Il convient, au regard de ces éléments, les restrictions à l’exercice des libertés individuelles de Madame [R] [U] épouse [C], née le 23 Octobre 1978, demeurant [Adresse 5] étant adaptées, nécessaires et proportionnées à son état mental et à la mise en oeuvre du traitement requis, l’intéressée se trouvant dans l’impossibilité de consentir aux soins en raison des troubles décrits, son état nécessitant des soins assortis d’une surveillance constante, de dire que la mesure de soins psychiatriques sous la forme d’une hospitalisation complète sera, en l’état, maintenue.
PAR CES MOTIFS
Statuant publiquement, par ordonnance contradictoire et en premier ressort,
Rejetons le moyen d’irrégularité invoqué.
Ordonnons le maintien de la mesure de soins psychiatriques sous forme d’hospitalisation complète de Madame [R] [U] épouse [C].

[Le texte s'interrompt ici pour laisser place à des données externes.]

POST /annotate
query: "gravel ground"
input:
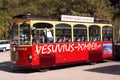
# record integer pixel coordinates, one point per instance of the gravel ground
(107, 70)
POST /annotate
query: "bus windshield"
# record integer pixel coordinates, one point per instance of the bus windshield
(21, 35)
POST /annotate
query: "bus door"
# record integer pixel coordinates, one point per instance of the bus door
(40, 38)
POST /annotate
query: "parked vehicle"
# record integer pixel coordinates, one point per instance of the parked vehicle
(4, 45)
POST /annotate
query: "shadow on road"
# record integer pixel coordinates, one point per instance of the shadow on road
(113, 69)
(5, 66)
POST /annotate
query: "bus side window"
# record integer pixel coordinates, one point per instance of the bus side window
(107, 33)
(94, 33)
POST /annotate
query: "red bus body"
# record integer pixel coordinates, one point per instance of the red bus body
(50, 55)
(81, 42)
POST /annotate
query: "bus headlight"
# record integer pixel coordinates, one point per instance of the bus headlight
(30, 58)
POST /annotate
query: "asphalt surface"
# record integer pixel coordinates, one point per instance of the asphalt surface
(106, 70)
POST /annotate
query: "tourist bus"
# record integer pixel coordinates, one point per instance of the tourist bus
(69, 41)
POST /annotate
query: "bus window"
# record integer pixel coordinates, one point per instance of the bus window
(63, 33)
(80, 33)
(43, 33)
(24, 34)
(14, 34)
(107, 33)
(94, 33)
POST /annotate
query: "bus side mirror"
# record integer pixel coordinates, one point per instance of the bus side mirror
(33, 31)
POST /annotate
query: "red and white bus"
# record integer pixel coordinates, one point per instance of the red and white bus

Rappelons que l’ordonnance du juge des libertés et de la détention est susceptible d’appel devant le Premier Président de la Cour d’Appel de Versailles dans un délai de dix jours à compter de sa notification. Seules les parties à la procédure définies à l’article R.3211-13 du CSP peuvent faire appel (requérant, personne sous soins psychiatriques, préfet ou directeur d’établissement le cas échéant). Le ministère public peut, dans tous les cas, interjeter appel dans le même délai. La déclaration d’appel motivée est transmise par tout moyen au greffe de la Cour d’Appel de Versailles qui en avise sur-le-champ le greffier du tribunal judiciaire et fait connaître la date et l’heure de l’audience aux parties, à leurs avocats, au tiers qui a demandé l’admission en soins et au directeur d’établissement. A moins qu’il n’ait été donné un effet suspensif à l’appel, le premier président statue dans les douze jours de sa saisine. Ce délai est porté à vingt-cinq jours si une expertise est ordonnée. Adresse : Monsieur le Premier Président – Cour d’Appel de Versailles – [Adresse 6] (télécopie : [XXXXXXXX02] – téléphone : [XXXXXXXX01] et [XXXXXXXX03] ). Rappelons que sur le fondement des dispositions des articles L 3211-12-4, R. 3211-16 et R 3211-20 du code de la santé publique le recours n’est pas suspensif d’exécution, sauf décision du Premier Président de la Cour d’appel de Versailles déclarant le recours suspensif à la demande du Procureur de la République.Laissons les éventuels dépens à la charge du Trésor Public.
Prononcée par mise à disposition au greffe le 30 Octobre 2025 par Madame Agnès BELGHAZI, Vice-Présidente, assistée de Madame Marie FAUVEL, greffier, qui ont signé la minute de la présente décision.